Mr Chan said the city's mobile service network already covered about 95 per cent of hiking trails. The new base stations would enhance coverage in the other 5 per cent.
However, blind spots and corners without coverage would still exist. 'There are still some hidden areas which will be really difficult to cover,' Mr Chan said.
'But this problem occurs not just on country trails but in urban areas. Usually if users move a few steps or on to higher ground, they will receive phone signals.'
The number of digital maps on Ofta's website outlining the quality of mobile-phone coverage on popular country hiking trails has risen from 99 in 2006 to 161 now.
Three colours on the maps indicate mobile-phone coverage.
Green indicates the signal of at least one mobile network is good. Yellow indicates the voice quality of calls may be poor. And red indicates there is no network coverage.
The authority reminded hikers that they should not rely solely on mobile phones to seek emergency help.

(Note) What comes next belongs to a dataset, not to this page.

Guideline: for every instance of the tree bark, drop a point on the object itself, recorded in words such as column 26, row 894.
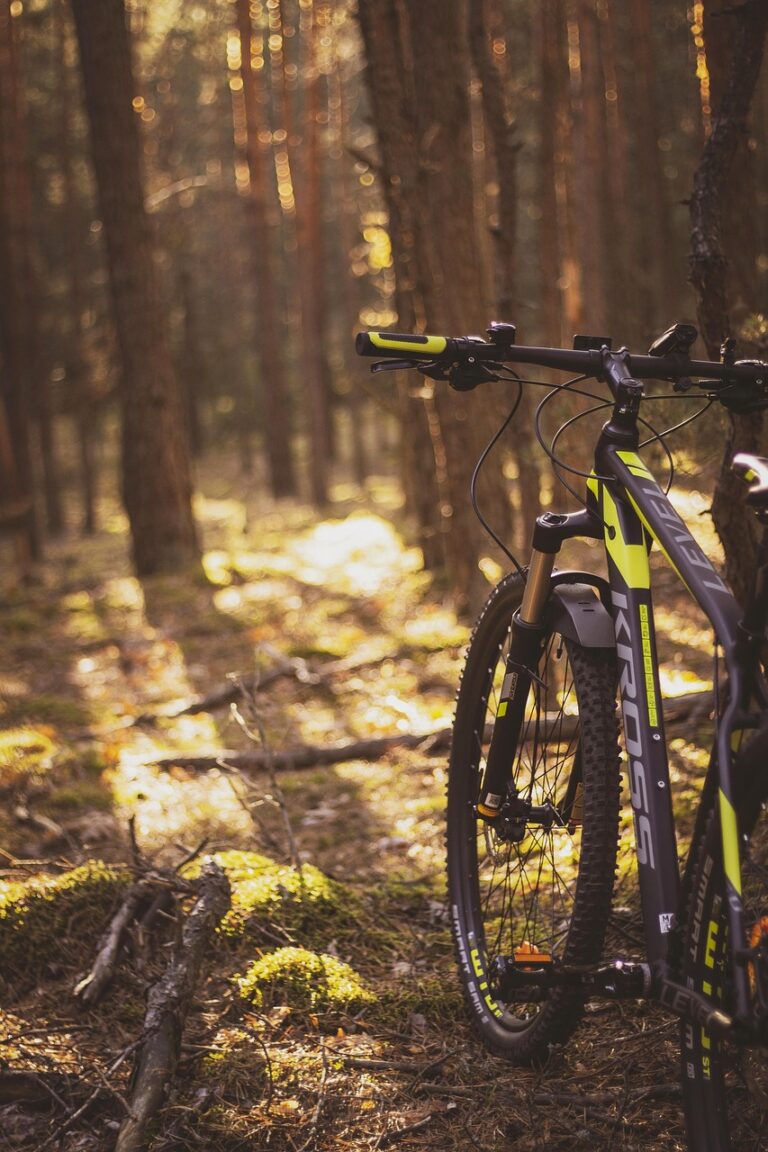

It suggested hikers use walkie-talkies operating at 409 megahertz for short-range communication.
Kennedy Wong Tang-kin, a Government Flying Service aircrewman, said the service had conducted about 500 countryside rescues annually over the past three years.
He said the figures were still high and hikers should be more alert to safety during hikes.
A spokesman for the Civil Aid Service said it had taken part in 54 rescue operations in the first nine months of this year, and expected to see an increase this year on its 73 operations last year. Over the same period the Fire Services Department has been called to 103 countryside rescues involving 225 people. Five of the cases involved deaths.